Modeling Complex Contexts (Hub Node Pattern)
Synapses are binary (one source, one target). For multi-party relationships, use a hub engram connecting all participants.
When to use hub nodes
| Scenario | Hub Example | Connected Concepts |
|---|---|---|
| Meeting with outcomes | "Q1 Planning 2024-01" | Participants, decisions |
| Decision with stakeholders | "Decision: Adopt GraphQL" | Pros, cons, voters |
| Feature with components | "User Auth Feature" | OAuth, session, UI |
| Incident with timeline | "2024-01 Payment Outage" | Cause, systems, fix |
Consolidation (MANDATORY)
Every task must end with consolidation. Short-term memories decay in 24 hours.
After work is complete:
cog_list_short_term({"limit": 20})
For each memory:
- Valid and useful? ->
cog_reinforce(makes permanent) - Wrong or not useful? ->
cog_flush(deletes)
When to reinforce immediately
- Insights from code you just wrote (you know it's correct)

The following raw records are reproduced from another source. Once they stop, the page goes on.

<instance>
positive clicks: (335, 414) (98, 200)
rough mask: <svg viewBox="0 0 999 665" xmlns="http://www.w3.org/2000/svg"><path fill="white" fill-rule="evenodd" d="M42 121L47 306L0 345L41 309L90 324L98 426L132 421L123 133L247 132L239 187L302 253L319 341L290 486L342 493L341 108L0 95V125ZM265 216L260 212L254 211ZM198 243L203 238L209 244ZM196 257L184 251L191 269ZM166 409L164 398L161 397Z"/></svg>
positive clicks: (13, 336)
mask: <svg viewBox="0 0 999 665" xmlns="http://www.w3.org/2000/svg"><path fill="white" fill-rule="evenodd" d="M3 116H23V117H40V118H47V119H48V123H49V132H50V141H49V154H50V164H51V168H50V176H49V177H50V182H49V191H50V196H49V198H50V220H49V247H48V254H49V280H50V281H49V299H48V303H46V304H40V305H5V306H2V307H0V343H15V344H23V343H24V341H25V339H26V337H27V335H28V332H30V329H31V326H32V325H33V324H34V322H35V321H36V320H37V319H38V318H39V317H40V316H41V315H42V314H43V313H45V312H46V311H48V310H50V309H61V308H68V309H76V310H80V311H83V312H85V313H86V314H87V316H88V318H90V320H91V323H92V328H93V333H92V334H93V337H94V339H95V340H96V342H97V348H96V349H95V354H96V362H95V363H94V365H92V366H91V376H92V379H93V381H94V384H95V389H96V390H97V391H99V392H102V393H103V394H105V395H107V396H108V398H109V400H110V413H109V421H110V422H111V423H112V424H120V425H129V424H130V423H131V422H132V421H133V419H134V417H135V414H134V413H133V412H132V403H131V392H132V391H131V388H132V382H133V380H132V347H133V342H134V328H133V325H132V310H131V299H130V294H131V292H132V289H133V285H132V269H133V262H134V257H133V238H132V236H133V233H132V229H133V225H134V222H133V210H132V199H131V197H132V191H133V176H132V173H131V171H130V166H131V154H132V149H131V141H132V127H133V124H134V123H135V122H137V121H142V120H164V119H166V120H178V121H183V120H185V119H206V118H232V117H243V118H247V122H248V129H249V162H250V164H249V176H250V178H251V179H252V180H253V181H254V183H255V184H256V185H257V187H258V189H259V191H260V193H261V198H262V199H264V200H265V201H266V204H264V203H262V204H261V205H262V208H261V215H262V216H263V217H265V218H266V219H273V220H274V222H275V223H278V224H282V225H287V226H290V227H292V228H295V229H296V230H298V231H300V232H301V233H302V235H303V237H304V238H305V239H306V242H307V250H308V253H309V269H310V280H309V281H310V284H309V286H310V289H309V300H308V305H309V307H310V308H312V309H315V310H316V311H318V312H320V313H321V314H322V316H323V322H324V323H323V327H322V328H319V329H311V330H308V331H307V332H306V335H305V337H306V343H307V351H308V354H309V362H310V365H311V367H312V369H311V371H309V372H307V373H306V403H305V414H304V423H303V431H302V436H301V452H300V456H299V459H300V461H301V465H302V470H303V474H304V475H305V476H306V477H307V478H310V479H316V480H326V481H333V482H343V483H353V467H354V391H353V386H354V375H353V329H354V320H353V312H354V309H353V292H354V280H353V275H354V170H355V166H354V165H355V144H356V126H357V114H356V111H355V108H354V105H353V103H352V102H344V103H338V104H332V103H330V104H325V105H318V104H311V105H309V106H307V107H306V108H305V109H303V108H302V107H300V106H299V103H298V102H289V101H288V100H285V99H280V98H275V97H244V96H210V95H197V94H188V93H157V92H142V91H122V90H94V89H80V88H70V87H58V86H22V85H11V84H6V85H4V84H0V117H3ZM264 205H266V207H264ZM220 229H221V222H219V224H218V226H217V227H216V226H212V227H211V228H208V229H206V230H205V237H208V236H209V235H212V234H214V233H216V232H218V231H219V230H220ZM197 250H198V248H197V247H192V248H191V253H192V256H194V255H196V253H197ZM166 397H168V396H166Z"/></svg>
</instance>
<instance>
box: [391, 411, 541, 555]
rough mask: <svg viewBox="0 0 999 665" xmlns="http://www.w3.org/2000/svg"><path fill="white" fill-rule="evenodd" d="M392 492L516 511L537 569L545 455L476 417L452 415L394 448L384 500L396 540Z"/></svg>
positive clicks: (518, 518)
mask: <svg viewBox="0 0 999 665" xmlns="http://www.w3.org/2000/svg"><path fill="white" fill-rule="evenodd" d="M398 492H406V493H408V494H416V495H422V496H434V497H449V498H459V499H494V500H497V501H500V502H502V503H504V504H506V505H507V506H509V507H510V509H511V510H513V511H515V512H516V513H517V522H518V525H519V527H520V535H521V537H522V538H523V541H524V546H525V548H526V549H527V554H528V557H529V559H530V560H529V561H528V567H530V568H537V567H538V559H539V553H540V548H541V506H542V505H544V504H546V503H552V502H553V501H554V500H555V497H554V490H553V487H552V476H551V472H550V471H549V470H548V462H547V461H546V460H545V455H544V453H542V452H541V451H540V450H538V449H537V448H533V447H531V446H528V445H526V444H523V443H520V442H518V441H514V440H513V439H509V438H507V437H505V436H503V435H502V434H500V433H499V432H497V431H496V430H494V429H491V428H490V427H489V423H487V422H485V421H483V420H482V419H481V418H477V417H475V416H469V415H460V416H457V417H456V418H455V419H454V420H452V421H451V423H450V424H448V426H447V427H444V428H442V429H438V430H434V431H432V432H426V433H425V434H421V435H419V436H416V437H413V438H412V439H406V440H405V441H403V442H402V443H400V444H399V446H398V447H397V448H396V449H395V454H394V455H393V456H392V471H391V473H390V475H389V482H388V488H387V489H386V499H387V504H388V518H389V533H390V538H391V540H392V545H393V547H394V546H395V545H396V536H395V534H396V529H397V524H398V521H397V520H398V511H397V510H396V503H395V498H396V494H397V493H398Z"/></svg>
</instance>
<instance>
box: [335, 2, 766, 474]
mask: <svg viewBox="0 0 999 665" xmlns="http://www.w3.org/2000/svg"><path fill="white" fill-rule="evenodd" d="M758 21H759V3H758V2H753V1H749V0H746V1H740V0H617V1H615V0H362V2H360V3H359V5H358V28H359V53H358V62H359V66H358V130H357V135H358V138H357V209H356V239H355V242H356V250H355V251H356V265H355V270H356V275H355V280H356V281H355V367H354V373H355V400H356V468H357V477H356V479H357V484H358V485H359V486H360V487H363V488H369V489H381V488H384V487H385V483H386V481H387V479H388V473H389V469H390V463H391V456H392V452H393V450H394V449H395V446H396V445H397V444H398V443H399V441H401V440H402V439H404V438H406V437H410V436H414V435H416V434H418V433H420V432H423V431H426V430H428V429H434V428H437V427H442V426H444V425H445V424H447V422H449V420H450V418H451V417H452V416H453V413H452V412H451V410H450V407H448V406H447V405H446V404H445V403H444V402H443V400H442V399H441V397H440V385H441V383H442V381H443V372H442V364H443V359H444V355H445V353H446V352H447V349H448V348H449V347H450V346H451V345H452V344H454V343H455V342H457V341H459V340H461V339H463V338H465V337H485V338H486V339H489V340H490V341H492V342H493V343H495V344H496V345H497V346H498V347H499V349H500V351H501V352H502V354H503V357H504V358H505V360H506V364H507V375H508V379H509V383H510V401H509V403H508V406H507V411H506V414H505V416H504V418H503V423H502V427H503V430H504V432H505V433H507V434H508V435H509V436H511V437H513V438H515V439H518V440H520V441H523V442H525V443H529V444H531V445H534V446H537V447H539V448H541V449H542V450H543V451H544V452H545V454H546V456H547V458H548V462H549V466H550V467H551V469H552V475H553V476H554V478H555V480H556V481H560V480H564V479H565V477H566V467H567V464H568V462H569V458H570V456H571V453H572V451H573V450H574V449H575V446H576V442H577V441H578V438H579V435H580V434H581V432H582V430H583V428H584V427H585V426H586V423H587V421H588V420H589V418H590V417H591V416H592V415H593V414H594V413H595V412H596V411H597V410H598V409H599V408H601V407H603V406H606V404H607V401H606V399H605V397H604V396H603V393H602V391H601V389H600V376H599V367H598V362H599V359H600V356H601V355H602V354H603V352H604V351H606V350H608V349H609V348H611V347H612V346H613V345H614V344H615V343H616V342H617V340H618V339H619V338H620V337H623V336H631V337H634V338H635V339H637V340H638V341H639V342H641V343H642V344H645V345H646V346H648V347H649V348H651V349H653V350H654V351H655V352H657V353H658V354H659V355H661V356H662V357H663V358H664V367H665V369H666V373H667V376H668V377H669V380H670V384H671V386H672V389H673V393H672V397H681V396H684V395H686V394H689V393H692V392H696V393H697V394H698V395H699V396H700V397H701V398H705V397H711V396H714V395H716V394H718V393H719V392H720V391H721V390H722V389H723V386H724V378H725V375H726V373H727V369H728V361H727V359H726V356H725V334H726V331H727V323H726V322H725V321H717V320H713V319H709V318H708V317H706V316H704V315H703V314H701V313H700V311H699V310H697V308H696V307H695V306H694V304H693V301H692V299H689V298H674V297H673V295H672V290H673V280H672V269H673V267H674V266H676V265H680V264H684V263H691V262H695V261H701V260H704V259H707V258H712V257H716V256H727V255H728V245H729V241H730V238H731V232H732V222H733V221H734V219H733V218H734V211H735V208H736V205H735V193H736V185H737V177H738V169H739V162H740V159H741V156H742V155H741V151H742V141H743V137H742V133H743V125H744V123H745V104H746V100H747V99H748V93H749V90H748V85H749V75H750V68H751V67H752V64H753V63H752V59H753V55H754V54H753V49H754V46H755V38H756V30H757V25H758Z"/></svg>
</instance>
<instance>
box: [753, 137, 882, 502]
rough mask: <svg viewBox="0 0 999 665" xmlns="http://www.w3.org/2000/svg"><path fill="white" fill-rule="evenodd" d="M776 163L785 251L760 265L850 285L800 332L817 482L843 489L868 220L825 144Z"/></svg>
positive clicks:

- Gotchas you just hit and fixed
- Patterns you just applied successfully
When to wait for validation
- Hypotheses about why something is broken
- Assumptions about unfamiliar code
- Solutions you haven't tested
Verification (Prevents Staleness)
Synapses decay if not verified as still semantically accurate.
When to verify
- After using
cog_traceand confirming paths are correct - When reviewing
cog_connectionsand relationships hold - After successfully using knowledge from a synapse
Staleness levels
| Level | Months Unverified | Score | Behavior |
|---|---|---|---|
| Fresh | < 3 | 0.0-0.49 | Normal |
| Warning | 3-6 | 0.5-0.79 | Appears in cog_stale |
| Critical | 6+ | 0.8-0.99 | Penalty in path scoring |
| Deprecated | 12+ | 1.0 | Excluded from spreading activation |
Periodic maintenance
Run cog_stale({"level": "all"}) periodically to review relationships that may have become outdated. For each stale synapse:
- Still accurate? ->
cog_verifyto reset staleness - No longer true? ->
cog_unlinkto remove
Validation & Correction
Cog is hints, not truth
Always verify against current code. If Cog is wrong:
| Scenario | Action |
|---|---|
| Minor inaccuracy | cog_update to fix |
| Pattern changed significantly | Unlink old, create new engram |
| Completely obsolete | Update to note "DEPRECATED: [reason]" |
Subagents
Subagents MUST query Cog before exploring. Same rules apply:
- Understand task
- Reformulate query to definition-style
- Query Cog with reformulated keywords
- Wait for results
- Then explore
Summary Reporting
Only mention Cog when relevant:
| Condition | Include |
|---|---|
| Cog helped | **Cog helped by:** [specific value] |
| Memories created | **Recorded to Cog:** [term names] |
| Cog not used | Nothing (don't mention Cog) |
| Cog queried but unhelpful | Don't mention the empty query, but still record new knowledge you discovered through exploration |
Never Store
- Passwords, API keys, tokens, secrets
- SSH/PGP keys, certificates
- Connection strings with credentials
- PII (emails, SSNs, credit cards)
.envfile contents
Server auto-rejects sensitive content.
Limitations
- No engram deletion -- use
cog_updateorcog_unlink - No multi-query -- chain manually
- One synapse per direction -- repeat calls strengthen existing link
Spreading Activation
cog_recall returns:
- Seeds -- direct matches
- Paths -- engrams connecting seeds (built from chains!)
- Synapses -- relationships along paths
This surfaces the "connective tissue" between results. Chains create these traversable paths.